La bêtise est une tradition fermement établie au sein du Département vaudois de l’enseignement et de la formation. Elle remonte au moins au ministère de madame Anne-Catherine Lyon (PS), et se prolonge naturellement sous celui de monsieur Frédéric Borloz (PLR). La semaine dernière, ce dernier a décidé, à l’approche des votations fédérales, d’interdire purement et simplement les débats politiques au sein des établissements publics vaudois.
On imagine avec gourmandise la délibération: son excellence, vêtu d’une toge et de lauriers, fumant avec volupté un cigare, à demi-assommé par le chasselas d’Aigle – une cour équivoque, composée de lobbyistes du Centre Patronal et de fonctionnaires à lunettes rondes, possédés de pédagogie et d’humanisme – une dissertation filandreuse, ponctuée de renvois, sur les périls des débats en classe, sur la menace que constituent la politique pour la santé des adolescents (avec la méthamphétamine et le jeu du foulard) et ces gauchistes qui chantent l’Internationale et mangent notre pain, et ces Socrate de PMU qui corrompent la jeunesse.
On imagine les rires, la fumée, les cris et cette interdiction finale, inédite, scandaleuse.
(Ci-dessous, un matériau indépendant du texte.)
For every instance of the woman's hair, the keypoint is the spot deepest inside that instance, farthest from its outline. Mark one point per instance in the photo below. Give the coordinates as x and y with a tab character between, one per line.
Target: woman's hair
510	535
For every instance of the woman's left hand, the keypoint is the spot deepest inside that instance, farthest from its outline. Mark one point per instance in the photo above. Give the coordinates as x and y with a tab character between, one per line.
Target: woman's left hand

On imagine la satisfaction du ministre et de ses sbires: nous cacherons cette politique que l’on ne saurait voir. L’heure est à la politique pure, c’est-à-dire aux grands principes, à l’éloge de nos institutions, aux chimères, etc.
Les jeunes seraient des imbéciles
Ce dédain de la politique, qui est en même temps une crainte, s’origine dans un double préjugé. Premièrement, les jeunes seraient des imbéciles congénitaux, crédules, manipulables. Et ravagés par les idées gauchistes. Car les jeunes sont forcément de gauche, puisqu’ils ont les cheveux bleus et portent des vêtements moches.
Et peu importe les études qui montrent que, hélas, les enfants votent massivement comme leurs parents – peu importe la couleur de leurs cheveux. Peu importe les élections qui, dans toute l’Europe, montrent que les jeunes, hélas, votent au moins autant à l’extrême droite qu’à gauche. Cela ne compte pas! Ils sont jeunes et, pour les bons bourgeois du PLR vaudois, un jeune est toujours un gauchiste en puissance, que le service militaire et le travail sauront discipliner.
Qui sont ces professeurs?
Deuxièmement, les gymnases vaudois seraient des bastions du marxisme-léninisme, les professeurs n’ayant rien de plus pressant à faire que d’endoctriner leurs étudiants. La doctrine bourgeoise n’est pas claire avec elle-même: les profs sont-ils des syndicalistes crasseux à la moustache stalinienne, jaunissante, fumant des gauloises sans filtre en attendant la révolution? Ou sont-ils passés dans le camp anglo-saxon, néo-protestant, changeant de genre et de prénom à l’envie, donnant leur classe de mathématiques juchés sur les talons d’imposantes bottes en vinyles?
Les conseillers du ministre n’ont pas réussi à tirer cela au clair, il faudra faire une enquête approfondie, peut-être suspendre préventivement des professeurs, mettre sur pied une police pédagogique, etc.
Tant pis pour les débats!
Mais, plus fondamentalement, une telle mesure est l’aveu que ce n’est pas telle ou telle tendance qui fait peur, mais bien la politique elle-même. Or, monsieur Borloz et son parti – qui ne l’a pas désavoué – ne font pas de politique, à proprement parler. Ils administrent les affaires courantes. Ils sont, selon la belle expression d’Alain Badiou, les «fondés de pouvoir du capital».
Dès lors que surgit la possibilité d’une parole politique, ils s’empressent d’enfoncer leur matraque dans la bouche séditieuse de celui qui pourrait la prononcer. Tant pis pour les débats! C’est rassurant, de faire peur à monsieur Borloz. C’est une preuve de santé.